§2. Coïncidence épargne et prêt [identité 2]

Arrêtons-nous tout d’abord sur cette citation de don Graciano, prêteur professionnel (ou usurier) dans son village, extraite de Zanotelli [2004], elle nous semble riche de sens. Répondant à la question de l’enquêteur concernant les risques de vol liés à son activité de prêt de quantités importantes d’argent, don Graciano répondait de la manière suivante : « s’ils veulent venir voler, qu’ils viennent, ils ne vont trouver que des lettres [de créances, nous soulignons], qu’ils me rendent le service d’aller les recouvrir » [Homme, âgé de plus de 60 ans, prêteur]. La réflexion de don Graciano souligne que celui-ci ne conserve pas de liquidité chez lui, le surplus de liquidité dont il disposait ou encore son épargne a en effet été transformée en prêts à d’autres personnes. Zanotelli souligne ainsi :

‘« Le caractère ironique de cette réponse occulte cependant une vérité avérée au sujet de la coutume sociale qui veut que l’argent privé soit transformé en un crédit (et une dette) qui circule » 117 [ibid : 99].’
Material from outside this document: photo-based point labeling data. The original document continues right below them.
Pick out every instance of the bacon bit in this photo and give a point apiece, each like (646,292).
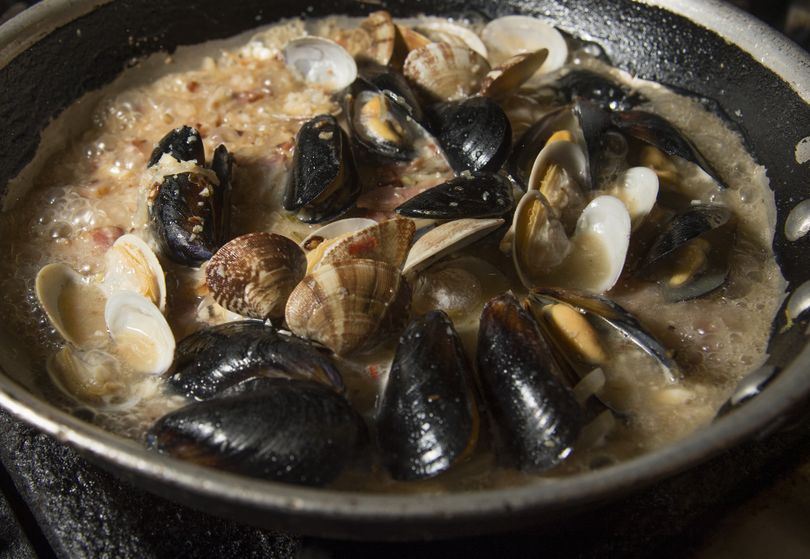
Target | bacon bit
(363,246)
(104,237)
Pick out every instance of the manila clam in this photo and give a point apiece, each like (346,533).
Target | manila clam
(253,275)
(427,418)
(349,305)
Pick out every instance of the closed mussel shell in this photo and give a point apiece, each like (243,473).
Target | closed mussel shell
(216,358)
(253,275)
(427,419)
(349,305)
(473,195)
(475,134)
(293,431)
(537,419)
(322,181)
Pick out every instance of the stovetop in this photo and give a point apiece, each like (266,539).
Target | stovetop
(56,504)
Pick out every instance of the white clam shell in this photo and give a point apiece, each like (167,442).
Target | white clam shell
(71,302)
(142,338)
(321,61)
(133,266)
(511,35)
(445,239)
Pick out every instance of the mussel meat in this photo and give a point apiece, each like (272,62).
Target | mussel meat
(293,431)
(215,358)
(427,419)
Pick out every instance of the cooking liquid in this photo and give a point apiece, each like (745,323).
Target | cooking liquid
(90,191)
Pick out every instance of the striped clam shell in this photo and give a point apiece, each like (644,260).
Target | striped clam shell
(253,275)
(447,72)
(349,305)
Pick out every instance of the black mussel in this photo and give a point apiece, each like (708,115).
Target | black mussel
(183,143)
(323,182)
(584,84)
(394,85)
(293,431)
(690,257)
(537,418)
(469,195)
(213,359)
(222,164)
(658,132)
(427,419)
(475,134)
(184,218)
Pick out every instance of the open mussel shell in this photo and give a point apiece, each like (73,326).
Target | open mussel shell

On peut objecter à cette remarque que le prêt d’argent constitue l’une des activités commerciales, lucratives de cette personne et qu’il est donc normal que tout son argent y soit investi. Cela est vrai. Cependant, remarquons que ce qui est décrit par don Graciano fait écho à des pratiques observées chez une grande partie des personnes que nous avons rencontrées.

En dehors de l’épargne réalisée au travers de l’achat d’un animal, dindons, poulets ou vaches, l’épargne monétaire n’est pas thésaurisée, l’argent est le plus souvent prêté à d’autres personnes qui ont exprimé un besoin de liquidité. L’argument qui revient est que l’argent ne se garde pas s’il est à la maison, c’est-à-dire à portée de main, disponible pour la moindre dépense qui ne serait pas indispensable. Ainsi, lorsque j’abordais la question de l’épargne monétaire, de nombreuses femmes m’ont dit qu’il n’y avait rien à la maison, que leur épargne était prêtée à d’autres : « je n’ai pas d’argent à la maison, nous le prêtons » 118 [Femme, 25 ans, San Baltazar Loxicha]. Moyen de coercition permettant de ne pas dépenser l’argent pour les uns, source de liquidité pour les dépenses pour les autres, la logique de circulation des richesses qui sous-tend cette pratique s’applique à toutes les formes de surplus -monétaires ou non- et quelle que soit leur origine.

Notes
117.

« Bajo la ironía de esta respuesta se oculta una verdad muy cierta, o sea, la costumbre social de transformar el dinero privado en un crédito (y una deuda) que circula ».

118.

Cette femme a sous forme de prêt, un montant épargné de l’ordre de 2500 pesos (US$ 250).